Proxy Configuration

Starting in Security Onion 2.3.40, Setup will ask if you want to connect through a proxy server and, if so, it will automatically configure the system for you. Otherwise, if you need to configure manually, please continue reading.

There is no way to set a global proxy on Linux, but several tools will route their traffic through a proxy if the following lines are added to /etc/environment:

http_proxy=<proxy_url>
https_proxy=<proxy_url>
ftp_proxy=<proxy_url>
no_proxy="localhost, 127.0.0.1, <management_ip>, <hostname>"
Where:

<proxy_url> is the url of the proxy server. (For example, http://10.0.0.2:3128 or https://user:password@your.proxy.url)

<management_ip> is the IP address of the Security Onion box.

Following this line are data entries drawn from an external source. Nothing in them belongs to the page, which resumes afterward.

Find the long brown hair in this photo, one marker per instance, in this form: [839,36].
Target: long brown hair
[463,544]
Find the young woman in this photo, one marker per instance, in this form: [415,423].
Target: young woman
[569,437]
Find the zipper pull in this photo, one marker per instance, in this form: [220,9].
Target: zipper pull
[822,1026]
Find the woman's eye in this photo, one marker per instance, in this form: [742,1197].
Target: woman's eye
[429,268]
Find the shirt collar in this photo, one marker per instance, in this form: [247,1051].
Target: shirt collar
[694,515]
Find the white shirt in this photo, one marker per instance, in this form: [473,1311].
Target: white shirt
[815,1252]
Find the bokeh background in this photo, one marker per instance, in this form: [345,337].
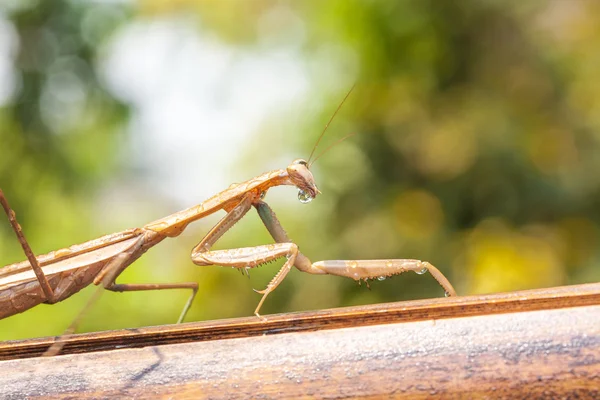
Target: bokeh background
[477,145]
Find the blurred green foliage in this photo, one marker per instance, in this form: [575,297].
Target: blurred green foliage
[478,148]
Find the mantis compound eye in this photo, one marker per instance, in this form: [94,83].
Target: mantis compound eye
[304,197]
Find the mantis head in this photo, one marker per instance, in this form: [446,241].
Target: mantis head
[303,179]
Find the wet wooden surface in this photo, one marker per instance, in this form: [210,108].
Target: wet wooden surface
[531,344]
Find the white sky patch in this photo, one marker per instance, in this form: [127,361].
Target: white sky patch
[196,101]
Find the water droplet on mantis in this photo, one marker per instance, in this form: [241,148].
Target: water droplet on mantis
[421,271]
[304,197]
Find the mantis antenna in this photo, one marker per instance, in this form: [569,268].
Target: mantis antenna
[327,126]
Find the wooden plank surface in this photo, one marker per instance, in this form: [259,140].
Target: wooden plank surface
[530,344]
[407,311]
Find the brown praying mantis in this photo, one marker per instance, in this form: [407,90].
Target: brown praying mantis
[55,276]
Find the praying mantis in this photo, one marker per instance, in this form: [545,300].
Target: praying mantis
[55,276]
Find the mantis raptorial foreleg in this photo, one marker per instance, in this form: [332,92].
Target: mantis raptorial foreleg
[246,257]
[249,257]
[355,269]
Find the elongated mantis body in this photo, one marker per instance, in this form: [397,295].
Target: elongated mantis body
[55,276]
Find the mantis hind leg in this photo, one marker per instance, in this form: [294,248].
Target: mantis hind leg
[39,273]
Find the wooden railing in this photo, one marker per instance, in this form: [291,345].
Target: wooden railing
[542,343]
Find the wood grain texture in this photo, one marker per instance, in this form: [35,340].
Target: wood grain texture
[530,344]
[407,311]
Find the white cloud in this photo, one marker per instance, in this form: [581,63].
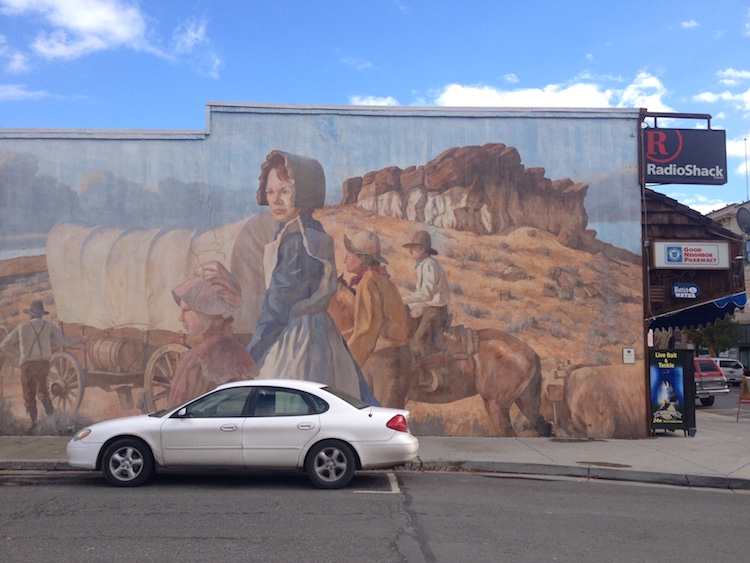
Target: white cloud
[80,27]
[188,35]
[553,95]
[76,28]
[739,101]
[698,202]
[359,64]
[190,40]
[15,62]
[732,77]
[646,91]
[15,92]
[373,101]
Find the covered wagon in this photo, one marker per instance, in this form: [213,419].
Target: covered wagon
[115,284]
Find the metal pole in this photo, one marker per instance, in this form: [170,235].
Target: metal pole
[747,185]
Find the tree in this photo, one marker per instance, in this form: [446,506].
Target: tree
[717,337]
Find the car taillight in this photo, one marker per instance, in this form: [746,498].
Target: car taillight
[398,423]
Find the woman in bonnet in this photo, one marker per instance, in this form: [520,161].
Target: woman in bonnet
[207,301]
[295,337]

<hostname> is the hostname of the Security Onion box.

Note

You may also need to include the IP address and hostname of the manager in the no_proxy variable above if configuring the proxy on a forward node.

Salt

In addition to the above, Security Onion also makes use of pillar values in the file /opt/so/saltstack/local/pillar/minions/<HOSTNAME>_<ROLE>.sls on managers. Edit that file as below, following the same substitutions from above:

...
manager:
    ...
    proxy: '<proxy_url>'
    no_proxy: 'localhost, 127.0.0.1, <management_ip>, <hostname>'
    ...

Note

The above snippet is truncated, ellipses ( ... ) should be treated as one or more lines in the file.

Docker

To configure Docker proxy settings, please see https://docs.docker.com/network/proxy/.

Git

To configure git to use a proxy for all users, add the following to /etc/gitconfig:

[http]
  proxy = <proxy_url>

sudo

If you’re going to run something using sudo, remember to use the -i option to force it to process the environment variables. For example:

sudo -i so-rule-update

Warning

Using sudo su - will ignore /etc/environment, instead use sudo su if you need to operate as root.